Словом, издевались нередко еще похлеще, чем над известным Навойне. Но... я всегда им неизменно верил, хотя - чего греха таить? - иногда в душе и сомневался; бывало, что даже и совсем не верил. Но виду не показывал. Ведь дети любят сочинять различные истории, иной раз до того невероятные, что даже удивляешься, откуда же такое море фантазии! Потом они взрослеют, и это море у большинства из них пересыхает. А почему? Да потому, что им никто не верил.

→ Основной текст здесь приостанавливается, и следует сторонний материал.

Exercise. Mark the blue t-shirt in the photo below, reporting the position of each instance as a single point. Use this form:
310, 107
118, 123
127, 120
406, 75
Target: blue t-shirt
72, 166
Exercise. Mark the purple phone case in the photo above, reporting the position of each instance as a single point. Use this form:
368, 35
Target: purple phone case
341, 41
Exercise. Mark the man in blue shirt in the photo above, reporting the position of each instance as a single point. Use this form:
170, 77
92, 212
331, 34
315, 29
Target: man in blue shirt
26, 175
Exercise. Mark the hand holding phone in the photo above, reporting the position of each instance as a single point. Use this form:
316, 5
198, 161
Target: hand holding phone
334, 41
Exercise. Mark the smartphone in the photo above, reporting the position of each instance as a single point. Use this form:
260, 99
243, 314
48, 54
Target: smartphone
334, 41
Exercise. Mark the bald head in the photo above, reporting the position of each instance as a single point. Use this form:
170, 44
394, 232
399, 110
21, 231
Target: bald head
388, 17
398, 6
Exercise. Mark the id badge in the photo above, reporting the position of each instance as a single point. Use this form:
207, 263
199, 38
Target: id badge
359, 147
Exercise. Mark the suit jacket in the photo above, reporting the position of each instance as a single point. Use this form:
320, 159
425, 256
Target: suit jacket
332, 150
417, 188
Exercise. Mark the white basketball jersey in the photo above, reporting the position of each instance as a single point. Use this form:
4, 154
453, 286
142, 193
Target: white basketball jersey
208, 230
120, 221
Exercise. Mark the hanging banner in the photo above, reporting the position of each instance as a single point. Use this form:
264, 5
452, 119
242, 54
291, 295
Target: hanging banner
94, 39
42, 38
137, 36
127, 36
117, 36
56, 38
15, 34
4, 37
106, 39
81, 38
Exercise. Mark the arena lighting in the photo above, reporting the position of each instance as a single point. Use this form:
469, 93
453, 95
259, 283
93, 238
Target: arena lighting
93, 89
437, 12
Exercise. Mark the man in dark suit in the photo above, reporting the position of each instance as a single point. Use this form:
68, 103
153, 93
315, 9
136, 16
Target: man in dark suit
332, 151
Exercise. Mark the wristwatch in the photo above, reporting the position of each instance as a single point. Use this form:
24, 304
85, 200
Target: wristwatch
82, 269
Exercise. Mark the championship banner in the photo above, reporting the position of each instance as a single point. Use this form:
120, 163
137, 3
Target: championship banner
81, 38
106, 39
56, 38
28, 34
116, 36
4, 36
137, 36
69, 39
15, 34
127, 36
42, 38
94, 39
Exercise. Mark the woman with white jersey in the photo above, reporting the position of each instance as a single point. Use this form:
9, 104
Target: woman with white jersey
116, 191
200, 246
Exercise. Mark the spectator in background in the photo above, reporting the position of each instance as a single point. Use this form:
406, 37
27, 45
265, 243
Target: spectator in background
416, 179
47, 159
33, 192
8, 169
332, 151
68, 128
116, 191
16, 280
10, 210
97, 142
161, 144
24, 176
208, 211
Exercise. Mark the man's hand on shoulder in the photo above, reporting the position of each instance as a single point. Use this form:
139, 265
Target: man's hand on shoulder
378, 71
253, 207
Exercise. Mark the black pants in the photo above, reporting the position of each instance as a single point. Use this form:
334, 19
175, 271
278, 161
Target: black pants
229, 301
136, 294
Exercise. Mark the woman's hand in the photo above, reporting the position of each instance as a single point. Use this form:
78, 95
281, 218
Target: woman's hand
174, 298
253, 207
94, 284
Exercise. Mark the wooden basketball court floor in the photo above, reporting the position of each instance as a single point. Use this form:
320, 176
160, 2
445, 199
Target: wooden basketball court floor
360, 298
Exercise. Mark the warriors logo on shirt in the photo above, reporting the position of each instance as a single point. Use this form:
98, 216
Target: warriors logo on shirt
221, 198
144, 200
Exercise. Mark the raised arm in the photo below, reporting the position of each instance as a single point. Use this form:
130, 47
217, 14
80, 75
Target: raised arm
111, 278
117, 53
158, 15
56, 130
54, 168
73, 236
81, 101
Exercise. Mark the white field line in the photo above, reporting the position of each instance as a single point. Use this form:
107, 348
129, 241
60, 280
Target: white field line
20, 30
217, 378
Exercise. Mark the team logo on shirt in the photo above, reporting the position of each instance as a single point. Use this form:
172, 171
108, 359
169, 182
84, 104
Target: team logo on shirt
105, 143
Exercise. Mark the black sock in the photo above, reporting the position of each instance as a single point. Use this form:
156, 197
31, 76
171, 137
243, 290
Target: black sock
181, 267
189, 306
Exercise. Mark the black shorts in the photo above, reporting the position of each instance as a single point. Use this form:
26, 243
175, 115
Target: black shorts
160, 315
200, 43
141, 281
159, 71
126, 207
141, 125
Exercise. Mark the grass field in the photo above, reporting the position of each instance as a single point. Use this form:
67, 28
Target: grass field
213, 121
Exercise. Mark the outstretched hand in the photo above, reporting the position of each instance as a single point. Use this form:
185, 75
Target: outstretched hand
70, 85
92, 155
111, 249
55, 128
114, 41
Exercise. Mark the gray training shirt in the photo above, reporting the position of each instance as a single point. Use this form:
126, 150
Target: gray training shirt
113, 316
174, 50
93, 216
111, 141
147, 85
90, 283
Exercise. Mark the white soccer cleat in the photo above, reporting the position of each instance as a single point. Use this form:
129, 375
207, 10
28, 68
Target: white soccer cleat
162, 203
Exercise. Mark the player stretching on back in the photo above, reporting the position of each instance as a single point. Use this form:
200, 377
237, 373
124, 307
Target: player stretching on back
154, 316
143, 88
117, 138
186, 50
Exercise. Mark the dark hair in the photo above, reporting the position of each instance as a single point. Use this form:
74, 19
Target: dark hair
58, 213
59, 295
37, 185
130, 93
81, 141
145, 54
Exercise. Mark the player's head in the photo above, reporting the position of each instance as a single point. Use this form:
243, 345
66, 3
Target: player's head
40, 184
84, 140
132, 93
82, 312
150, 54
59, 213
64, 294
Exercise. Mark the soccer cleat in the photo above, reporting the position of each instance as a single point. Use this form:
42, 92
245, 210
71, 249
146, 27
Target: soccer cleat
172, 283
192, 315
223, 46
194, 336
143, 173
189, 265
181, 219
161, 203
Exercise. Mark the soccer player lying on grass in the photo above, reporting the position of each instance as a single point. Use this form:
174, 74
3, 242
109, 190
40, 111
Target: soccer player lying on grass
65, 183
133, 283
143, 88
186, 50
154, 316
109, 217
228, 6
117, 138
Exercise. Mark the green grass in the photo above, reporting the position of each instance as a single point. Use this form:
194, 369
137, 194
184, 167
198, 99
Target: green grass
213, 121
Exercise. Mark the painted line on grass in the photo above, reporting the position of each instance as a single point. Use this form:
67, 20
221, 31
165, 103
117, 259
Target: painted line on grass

Я же, в отличие от многих других учителей, то ли по глупости своей, то ли по робости (боясь обидеть), всегда почти беззаветно верил своим воспитанникам, какие бы небылицы они мне иной раз ни плели. Подросток иногда даже готов смириться с наказанием, особенно когда он видит, что вы его наказываете искренне, что вы возмущены до глубины души и просто уже не можете скрывать свой досады на его, иной раз - не подберу другого слова - гнусный поступок. Но он не простит вам недоверия, тем более когда он сам прекрасно знает, что всё сочинил.
Я часто совершал различные педагогические ошибки и просчёты, меня за это и ругали многократно, и даже дважды я вынужден был уйти из коллектива. Но я единственно чего достиг в своей "педагогической карьере" (если можно так патетически назвать мою в общем-то бестолковую жизнь) - что я ни разу не сказал своим воспитанникам, что я им не верю, раз они до сих пор ко мне так тянутся.
Вы все ведь помните, конечно же, - а многие, я знаю, даже любят повторять - известнейшую фразу Достоевского о слезинке замученного до смерти ребенка. А здесь ведь то же самое по сути. Ведь если есть хотя бы один шанс из тысячи и даже из миллиона, что за тем ником действительно находится ребенок - зачем вы мучите и убиваете этого, хотя бы лишь предположительного, ребенка? Всего лишь из безумного, панического страха быть обманутым - страха, который приведет вас к смерти.
Последнее, Джен, я написал уже не персонально Вам, это я просто уже увлёкся.